While Danzig was initially bothered by the poor sound quality, his ire grew as fans began heckling him while they chanted for Doyle. When it came time to bring Doyle to the stage, Danzig did it almost reluctantly. In fact, it reminded me of the tired dinosaur rockers who refuse to die – the way the audience groans when Steve Miller announces he'll be playing something from the new album, and cheers once he swallows hard and launches into "The Joker" for the two millionth time. Who can blame Danzig? This is his past, and an impossible one to live up to. Even hinting to audiences that The Misfits could reconcile is a dangerous gamble that is great for short-term publicity but has horrible long-term possibilities. Remember David Lee Roth on stage with Van Halen a couple of years back? Have you cared about Van Halen since that implied reunion went bust? Van who?
However, for the seven songs where Doyle transformed Danzig into The Misfits, things were glorious.

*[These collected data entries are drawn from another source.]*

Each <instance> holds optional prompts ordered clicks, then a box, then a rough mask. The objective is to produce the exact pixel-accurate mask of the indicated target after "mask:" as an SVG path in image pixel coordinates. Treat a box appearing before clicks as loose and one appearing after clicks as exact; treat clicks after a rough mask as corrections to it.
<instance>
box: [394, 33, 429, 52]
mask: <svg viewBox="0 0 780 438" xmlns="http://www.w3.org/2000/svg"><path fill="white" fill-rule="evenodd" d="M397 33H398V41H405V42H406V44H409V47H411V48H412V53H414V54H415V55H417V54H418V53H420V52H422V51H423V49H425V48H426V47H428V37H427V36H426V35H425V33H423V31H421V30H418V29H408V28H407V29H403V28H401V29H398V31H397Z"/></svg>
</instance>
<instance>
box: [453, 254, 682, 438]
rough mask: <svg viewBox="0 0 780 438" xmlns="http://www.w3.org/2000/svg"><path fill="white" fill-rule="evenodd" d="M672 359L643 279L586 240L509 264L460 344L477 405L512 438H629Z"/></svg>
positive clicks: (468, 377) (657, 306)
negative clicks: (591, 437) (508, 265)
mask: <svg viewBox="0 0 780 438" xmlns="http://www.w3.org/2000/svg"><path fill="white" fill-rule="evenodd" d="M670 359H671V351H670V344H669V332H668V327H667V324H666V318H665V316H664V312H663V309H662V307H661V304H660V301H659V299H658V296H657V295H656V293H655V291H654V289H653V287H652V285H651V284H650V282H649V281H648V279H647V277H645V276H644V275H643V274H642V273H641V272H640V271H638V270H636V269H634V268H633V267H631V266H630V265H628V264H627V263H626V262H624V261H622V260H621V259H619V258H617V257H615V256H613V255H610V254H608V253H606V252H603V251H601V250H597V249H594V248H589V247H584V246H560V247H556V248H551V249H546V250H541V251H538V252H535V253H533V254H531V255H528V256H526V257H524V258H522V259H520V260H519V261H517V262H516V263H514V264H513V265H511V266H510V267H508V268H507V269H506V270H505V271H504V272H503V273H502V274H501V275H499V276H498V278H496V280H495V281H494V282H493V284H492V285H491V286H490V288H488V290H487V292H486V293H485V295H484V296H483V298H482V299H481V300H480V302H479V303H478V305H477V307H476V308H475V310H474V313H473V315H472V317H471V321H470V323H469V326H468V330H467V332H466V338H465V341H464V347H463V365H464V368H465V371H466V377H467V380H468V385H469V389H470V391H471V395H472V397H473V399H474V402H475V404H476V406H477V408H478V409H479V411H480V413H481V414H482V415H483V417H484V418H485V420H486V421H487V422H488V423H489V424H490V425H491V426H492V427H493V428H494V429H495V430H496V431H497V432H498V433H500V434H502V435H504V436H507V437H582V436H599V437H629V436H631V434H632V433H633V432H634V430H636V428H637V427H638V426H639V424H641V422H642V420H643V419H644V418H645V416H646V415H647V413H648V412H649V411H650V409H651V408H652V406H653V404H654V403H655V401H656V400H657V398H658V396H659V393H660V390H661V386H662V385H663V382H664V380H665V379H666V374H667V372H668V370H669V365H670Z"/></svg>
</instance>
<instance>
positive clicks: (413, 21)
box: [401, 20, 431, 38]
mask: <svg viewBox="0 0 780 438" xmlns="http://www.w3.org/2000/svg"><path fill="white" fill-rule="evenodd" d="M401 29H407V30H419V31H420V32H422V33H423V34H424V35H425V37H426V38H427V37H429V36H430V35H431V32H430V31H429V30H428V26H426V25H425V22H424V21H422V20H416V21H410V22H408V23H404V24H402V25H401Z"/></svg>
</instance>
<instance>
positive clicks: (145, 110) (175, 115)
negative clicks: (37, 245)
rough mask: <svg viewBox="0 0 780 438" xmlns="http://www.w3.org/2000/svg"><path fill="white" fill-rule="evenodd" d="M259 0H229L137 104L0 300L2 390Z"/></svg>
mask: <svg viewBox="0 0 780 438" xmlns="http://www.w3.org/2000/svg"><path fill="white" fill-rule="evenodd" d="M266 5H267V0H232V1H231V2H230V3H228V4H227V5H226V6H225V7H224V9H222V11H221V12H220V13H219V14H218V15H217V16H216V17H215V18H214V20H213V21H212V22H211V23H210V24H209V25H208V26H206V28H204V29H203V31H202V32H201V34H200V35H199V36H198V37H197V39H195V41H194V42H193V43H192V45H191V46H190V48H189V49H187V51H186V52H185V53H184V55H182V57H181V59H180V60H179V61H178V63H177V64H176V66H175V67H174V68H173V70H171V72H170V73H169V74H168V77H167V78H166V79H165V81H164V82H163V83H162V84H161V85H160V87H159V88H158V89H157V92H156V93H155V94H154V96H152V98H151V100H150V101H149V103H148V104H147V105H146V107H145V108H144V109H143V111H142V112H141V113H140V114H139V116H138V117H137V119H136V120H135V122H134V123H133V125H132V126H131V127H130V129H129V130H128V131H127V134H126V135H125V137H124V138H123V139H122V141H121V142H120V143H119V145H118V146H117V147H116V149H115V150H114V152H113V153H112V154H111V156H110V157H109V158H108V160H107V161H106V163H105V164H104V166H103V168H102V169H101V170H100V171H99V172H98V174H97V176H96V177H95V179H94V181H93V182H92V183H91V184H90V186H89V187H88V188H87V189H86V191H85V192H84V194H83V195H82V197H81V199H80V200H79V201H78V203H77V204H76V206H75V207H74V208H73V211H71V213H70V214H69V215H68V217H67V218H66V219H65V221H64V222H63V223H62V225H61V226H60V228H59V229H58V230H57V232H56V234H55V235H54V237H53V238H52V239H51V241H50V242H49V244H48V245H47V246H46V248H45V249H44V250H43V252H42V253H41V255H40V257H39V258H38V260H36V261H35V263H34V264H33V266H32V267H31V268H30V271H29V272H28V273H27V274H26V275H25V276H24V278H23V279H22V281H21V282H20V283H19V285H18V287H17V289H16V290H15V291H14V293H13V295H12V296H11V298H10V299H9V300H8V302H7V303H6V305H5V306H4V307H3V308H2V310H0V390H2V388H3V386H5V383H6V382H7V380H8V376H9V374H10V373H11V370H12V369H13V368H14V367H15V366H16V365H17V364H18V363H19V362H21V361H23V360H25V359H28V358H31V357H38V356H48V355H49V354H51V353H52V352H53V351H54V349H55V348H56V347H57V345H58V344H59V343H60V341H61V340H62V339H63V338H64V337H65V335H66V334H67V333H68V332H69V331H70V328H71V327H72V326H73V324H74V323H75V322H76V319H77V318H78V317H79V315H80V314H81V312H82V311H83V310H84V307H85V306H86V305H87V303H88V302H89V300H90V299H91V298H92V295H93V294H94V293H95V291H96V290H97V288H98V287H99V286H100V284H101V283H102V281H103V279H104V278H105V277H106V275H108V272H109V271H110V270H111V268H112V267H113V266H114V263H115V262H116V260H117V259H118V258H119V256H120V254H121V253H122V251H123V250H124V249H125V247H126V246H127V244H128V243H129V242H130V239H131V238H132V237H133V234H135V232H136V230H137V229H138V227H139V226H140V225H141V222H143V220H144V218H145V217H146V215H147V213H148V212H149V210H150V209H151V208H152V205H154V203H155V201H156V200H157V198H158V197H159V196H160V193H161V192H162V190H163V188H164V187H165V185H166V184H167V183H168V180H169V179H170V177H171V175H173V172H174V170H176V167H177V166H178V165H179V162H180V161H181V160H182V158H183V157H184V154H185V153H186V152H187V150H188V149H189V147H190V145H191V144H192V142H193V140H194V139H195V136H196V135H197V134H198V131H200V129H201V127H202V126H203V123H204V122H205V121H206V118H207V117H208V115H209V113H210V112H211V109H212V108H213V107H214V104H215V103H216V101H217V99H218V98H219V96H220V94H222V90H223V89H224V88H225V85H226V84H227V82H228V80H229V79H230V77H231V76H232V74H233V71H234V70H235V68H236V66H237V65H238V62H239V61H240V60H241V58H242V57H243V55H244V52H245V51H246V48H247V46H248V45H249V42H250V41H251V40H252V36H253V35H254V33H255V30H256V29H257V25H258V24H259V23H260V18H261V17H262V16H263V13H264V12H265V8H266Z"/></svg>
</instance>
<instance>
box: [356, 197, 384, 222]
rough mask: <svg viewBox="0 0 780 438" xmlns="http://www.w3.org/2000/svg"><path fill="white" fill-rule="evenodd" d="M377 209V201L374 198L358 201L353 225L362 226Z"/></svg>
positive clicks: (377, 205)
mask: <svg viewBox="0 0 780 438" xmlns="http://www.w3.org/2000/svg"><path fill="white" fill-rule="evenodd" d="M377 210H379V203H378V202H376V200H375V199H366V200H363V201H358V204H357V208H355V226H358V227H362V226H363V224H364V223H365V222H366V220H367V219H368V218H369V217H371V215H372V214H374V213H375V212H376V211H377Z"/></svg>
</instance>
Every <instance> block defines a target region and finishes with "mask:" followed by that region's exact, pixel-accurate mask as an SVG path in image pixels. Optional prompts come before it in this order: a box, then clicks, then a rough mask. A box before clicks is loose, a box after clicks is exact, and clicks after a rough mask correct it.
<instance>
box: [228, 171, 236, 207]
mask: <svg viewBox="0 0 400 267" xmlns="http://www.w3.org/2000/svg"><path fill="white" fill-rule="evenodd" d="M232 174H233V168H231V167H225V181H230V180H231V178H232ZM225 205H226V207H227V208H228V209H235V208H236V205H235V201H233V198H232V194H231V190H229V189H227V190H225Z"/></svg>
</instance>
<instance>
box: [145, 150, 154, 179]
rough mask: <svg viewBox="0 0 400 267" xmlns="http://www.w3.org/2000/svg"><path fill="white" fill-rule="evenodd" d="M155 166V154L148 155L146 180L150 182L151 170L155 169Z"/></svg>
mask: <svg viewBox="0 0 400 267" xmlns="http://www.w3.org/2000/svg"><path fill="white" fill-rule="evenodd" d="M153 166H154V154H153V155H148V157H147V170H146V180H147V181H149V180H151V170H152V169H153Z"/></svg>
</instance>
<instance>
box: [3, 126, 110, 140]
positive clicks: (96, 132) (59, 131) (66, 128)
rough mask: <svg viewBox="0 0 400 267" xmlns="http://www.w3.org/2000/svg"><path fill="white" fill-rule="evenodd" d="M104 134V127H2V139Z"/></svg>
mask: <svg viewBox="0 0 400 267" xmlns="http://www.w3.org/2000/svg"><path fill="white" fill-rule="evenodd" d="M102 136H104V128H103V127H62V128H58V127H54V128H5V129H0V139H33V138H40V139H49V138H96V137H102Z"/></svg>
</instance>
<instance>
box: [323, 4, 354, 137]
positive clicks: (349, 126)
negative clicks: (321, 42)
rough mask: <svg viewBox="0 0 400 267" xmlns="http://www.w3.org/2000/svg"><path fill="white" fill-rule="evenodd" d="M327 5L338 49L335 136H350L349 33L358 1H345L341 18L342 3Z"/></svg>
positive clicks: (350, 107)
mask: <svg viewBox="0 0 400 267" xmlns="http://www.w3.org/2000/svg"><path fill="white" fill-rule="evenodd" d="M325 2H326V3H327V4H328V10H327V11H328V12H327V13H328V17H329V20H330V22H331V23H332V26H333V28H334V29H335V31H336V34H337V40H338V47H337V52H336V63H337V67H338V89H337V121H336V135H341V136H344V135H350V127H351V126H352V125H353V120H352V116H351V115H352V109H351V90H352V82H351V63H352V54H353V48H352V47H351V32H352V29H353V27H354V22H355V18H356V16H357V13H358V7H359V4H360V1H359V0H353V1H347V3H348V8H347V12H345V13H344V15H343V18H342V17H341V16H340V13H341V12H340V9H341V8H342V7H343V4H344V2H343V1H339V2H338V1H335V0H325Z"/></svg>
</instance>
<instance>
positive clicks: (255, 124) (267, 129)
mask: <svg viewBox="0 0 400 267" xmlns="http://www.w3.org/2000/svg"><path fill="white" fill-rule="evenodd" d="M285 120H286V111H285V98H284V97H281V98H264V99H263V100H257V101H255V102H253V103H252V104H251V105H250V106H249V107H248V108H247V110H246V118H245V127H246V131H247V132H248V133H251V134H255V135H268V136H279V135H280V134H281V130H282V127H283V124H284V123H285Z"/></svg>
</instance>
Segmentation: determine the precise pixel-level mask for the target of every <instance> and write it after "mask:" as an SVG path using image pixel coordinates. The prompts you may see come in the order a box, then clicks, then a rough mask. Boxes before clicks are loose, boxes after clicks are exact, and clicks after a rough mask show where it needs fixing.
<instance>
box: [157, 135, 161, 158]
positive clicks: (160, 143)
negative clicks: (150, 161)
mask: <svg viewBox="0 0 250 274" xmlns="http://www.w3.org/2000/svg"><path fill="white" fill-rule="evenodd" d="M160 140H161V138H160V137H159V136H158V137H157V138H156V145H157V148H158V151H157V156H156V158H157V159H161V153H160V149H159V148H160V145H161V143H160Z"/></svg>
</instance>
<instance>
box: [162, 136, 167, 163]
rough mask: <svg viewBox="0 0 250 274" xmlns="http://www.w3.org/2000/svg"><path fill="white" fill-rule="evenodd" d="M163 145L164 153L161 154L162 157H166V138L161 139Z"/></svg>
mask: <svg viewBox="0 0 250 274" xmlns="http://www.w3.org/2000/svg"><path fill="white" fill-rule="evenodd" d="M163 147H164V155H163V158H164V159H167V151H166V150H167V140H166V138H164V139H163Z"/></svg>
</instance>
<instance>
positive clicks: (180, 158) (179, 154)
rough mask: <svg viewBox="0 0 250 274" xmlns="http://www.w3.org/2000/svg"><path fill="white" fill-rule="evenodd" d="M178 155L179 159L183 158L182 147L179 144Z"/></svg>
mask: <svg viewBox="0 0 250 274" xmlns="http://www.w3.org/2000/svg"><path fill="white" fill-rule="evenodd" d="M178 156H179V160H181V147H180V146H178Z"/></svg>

Doyle looked great – shirtless and buff with the appropriate shin guards, makeup, and, of course, black devilock. He paced the stage pounding upon his dangerously pointy custom-made Rand Annihilator guitar, adding motion to the formerly stagnant stage. While that energy spread throughout the band, Danzig remained grumpy. Not only did he (deservedly) dog Metallica for their treatment of "Die, Die My Darling," he also berated the audience for not measuring up to the Boston audiences of 1982. 1982 is, coincidently, also the year the majority of the audience was conceived. That fact didn't stop the kids from singing along to every word of "20 Eyes," "Skulls," "Earth AD," "Mommy Can I Go Out and Kill Tonight," "Hatebreeders," "Die, Die My Darling," and "We Are 138."
After Danzig's half hour revisit of Misfits material, the stage went dark, to allow the crowd to clamor for more. A reenergized Danzig returned for "Twist of Cain" and MTV-hit "Mother" – the latter eliciting a response nearly equal to The Misfits songs minutes before. Danzig definitely left the show on top. Despite the crowd's continued chanting, and the lack of clues from the lighting and sound folks, there was no second encore. Fans continued to chant and I was hopeful for "Godless" or "Sistinas", but when I saw the sound staff removing microphones from the stage, I took that as the definitive statement and headed for the door.
After a quick dash down crowded curving stairways, I was confronted by an open door, and a blast of cold blowing snow. To the utter dismay of my fellow concertgoers, four inches had already fallen and it was blowing down in blizzard fashion. The girls exiting the show in their big boots and short skirts were simultaneously prepared and completely underdressed. Together we trudged up to the Boylston Street T-shop and filed into he subway as a steady mass of cooling sweat, residual excitement, black hair die, running eyeliner, and melting white flakes.